Local civic pride in my community and industry generates a sort of knee jerk reaction. Of course we would do it better/faster/cheaper here. However if you take a step back and really look honestly at how online Software as a Service (SaaS) has been done here over most of the past 20 or so years that people have been making websites, you reach a different conclusion. Namely, it’s hard to fault Obama Administration. They built a website in a way that is completely in accordance with the established ways that people have built and tested online Software platforms for most of the past decade in The Valley.

The only problem is it doesn’t work.  Never has.

The problem then isn’t that they did anything out of the ordinary.  On the contrary.  They walked a well worn path right off a cliff very familiar to the people I work with. However, new methodologies and tools are changing that. So, the fault is that they didn’t see the new path and take that instead.

I’d like to point out from the start that I’ve got no special knowledge about the specifics of HealthCare.gov. I didn’t work on this project.  All of what I know is what I’ve read in the newspapers. So starting with that premise I took a dive into a recent New York Times article with the goal of comparing how companies in The Valley have faced similar challenges, and how that would be dealt with using the path not taken, of modern flexible — Agile in industry parlance — software development.

Fact Set:

  • $400 million
  • 55 contractors
  • 500 million lines of code 

$400 million — Lets consider what that much money might buy you in Silicon Valley. By December of 2007 Facebook had taken in just under $300 million in investment and had over 50 million registered users — around the upper end of the number of users that the HealthCare.gov site would be expected to handle.  That’s big. Comparisons between the complexity of a social media site and a site designed to compare and buy health insurance are imperfect at best. Facebook is a going concern and arguably a much more complex bit of technology.  But it gives you the sense that spending that much to create a very large scale networking site may not be that extravagant. Similarly Twitter had raised approximately $400 million by 2010 to handle a similar number of users. On the other hand eBay, a much bigger marketplace than HealthCare.gov will ever be, only ever asked investors for $7 million in funding before it went public in 1998.

55 contractors — If you assume that each contractor has 1,000 technical people on the project you are taking about a combined development organization about the size of Google (54,000 employees according to their 2013 Q3 Statement) for HeathCare.gov. To paraphrase the late Sen. Lloyd Benson ‘I know Google, Google is a friend of mine and let me tell you… you are no Google’

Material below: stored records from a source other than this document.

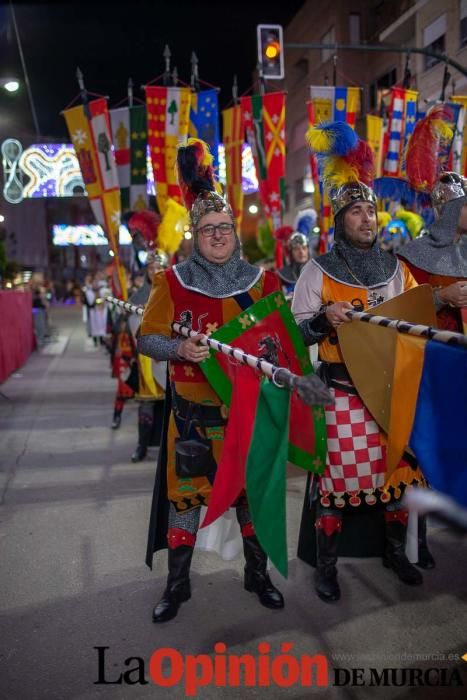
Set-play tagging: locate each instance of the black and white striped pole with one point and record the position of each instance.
(448, 337)
(310, 388)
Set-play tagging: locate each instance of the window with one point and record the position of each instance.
(380, 89)
(328, 38)
(354, 28)
(463, 19)
(434, 39)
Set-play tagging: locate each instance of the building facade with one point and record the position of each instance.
(441, 27)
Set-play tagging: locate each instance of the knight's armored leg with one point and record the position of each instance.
(425, 557)
(396, 535)
(145, 418)
(256, 577)
(181, 540)
(328, 528)
(117, 418)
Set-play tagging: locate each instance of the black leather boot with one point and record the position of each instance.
(144, 436)
(328, 528)
(117, 419)
(256, 577)
(395, 557)
(139, 454)
(178, 588)
(425, 557)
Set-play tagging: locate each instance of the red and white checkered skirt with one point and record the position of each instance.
(356, 460)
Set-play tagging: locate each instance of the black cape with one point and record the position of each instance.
(159, 516)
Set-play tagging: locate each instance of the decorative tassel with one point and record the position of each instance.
(171, 229)
(146, 222)
(336, 138)
(341, 155)
(195, 171)
(423, 149)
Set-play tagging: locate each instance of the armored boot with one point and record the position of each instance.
(178, 589)
(144, 434)
(256, 577)
(328, 527)
(425, 557)
(117, 419)
(395, 557)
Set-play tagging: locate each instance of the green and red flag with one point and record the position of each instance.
(268, 426)
(264, 122)
(130, 142)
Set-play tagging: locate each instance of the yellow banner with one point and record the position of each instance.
(233, 142)
(80, 134)
(462, 167)
(374, 136)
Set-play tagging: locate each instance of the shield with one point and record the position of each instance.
(369, 350)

500 million lines of code – That is a number of astronomical proportions. It’s like trying to image how many matches laid end to end would reach the moon (that number is closer to 15 billion but 500 million matchsticks will take you around the earth once). Of all the numbers in here, that is the one that is truly mind boggling.  So much to do something relatively simple. As one source in the article points out, “A large bank’s computer system is typically about one-fifth that size.”  Apples latest version of the OSX operation system for computers has approximately 80 million lines of code.  Looking at it another way, that is a pretty good code to dollar ratio. The investors in Facebook probably didn’t get 500 million lines of code for their $400 million. Though, one suspects, they might have been pretty appalled if they had.

So if the numbers are hard to mesh with Silicon Valley, what about the process — the way in which they went about doing this, and the resulting outcome?  Was the experience of those developing this similar, with similar outcomes, to what might have taken place in Silicon Valley over the past decade or so? And, how does the new path compare with this traditional approach?

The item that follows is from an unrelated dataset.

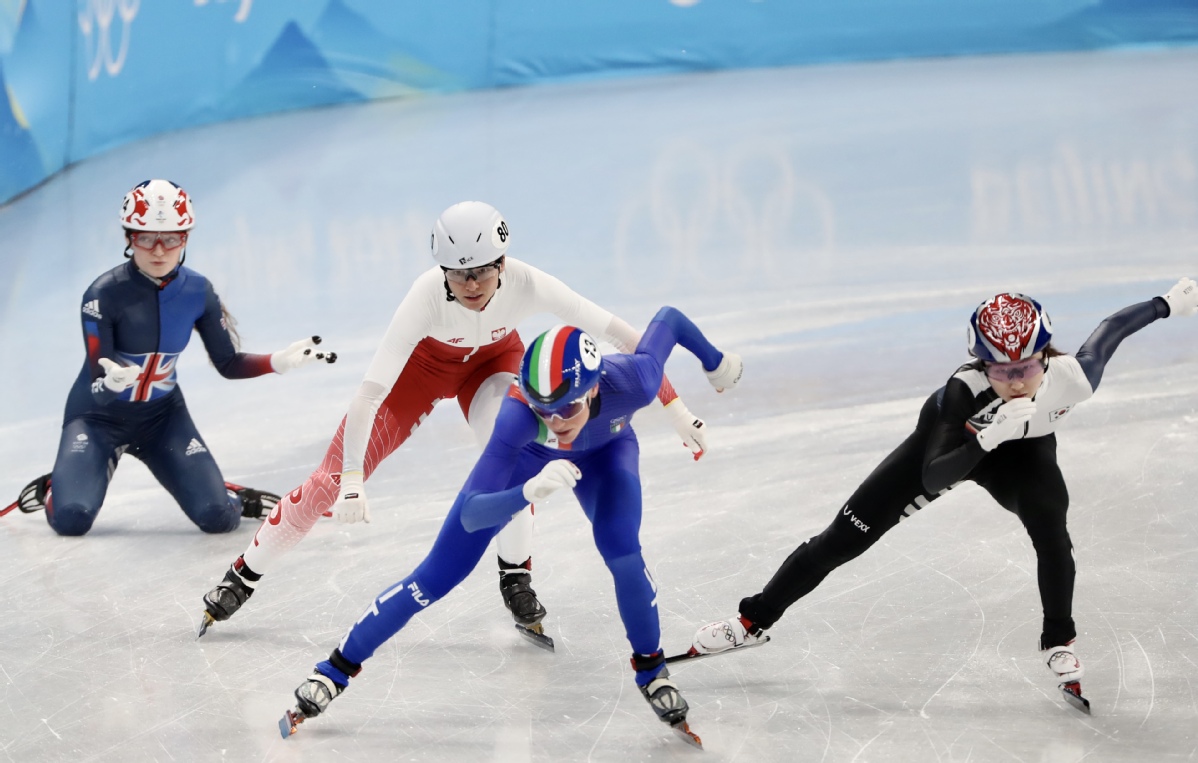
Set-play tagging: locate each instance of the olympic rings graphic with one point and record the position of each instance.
(734, 219)
(98, 17)
(242, 11)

The platform was ”70 percent of the way toward operating properly.”   

Then – In old school Silicon Valley there was among a slew of companies the sense that you should release early, test the market, and let the customers find the bugs.

Now – It’s still the case that companies are encouraged to release early, and if your product is perfect it was thought that you waited too long to release.  The difference is that the last part — let the customers find the bugs — is simply not acceptable, excpet for the very youngest  beta test software,. The mantra with modern developers is, fail early and fail often.  Early means while the code is still in the hands of developers, as opposed to the customers.  And often means testing repeatedly — ideally using automated testing. This, as opposed to manual tests, that were done reluctantly, if at all.

“Officials modified hardware and software requirements for the exchange seven times… As late as the last week of September, officials were still changing features of the Web site.” 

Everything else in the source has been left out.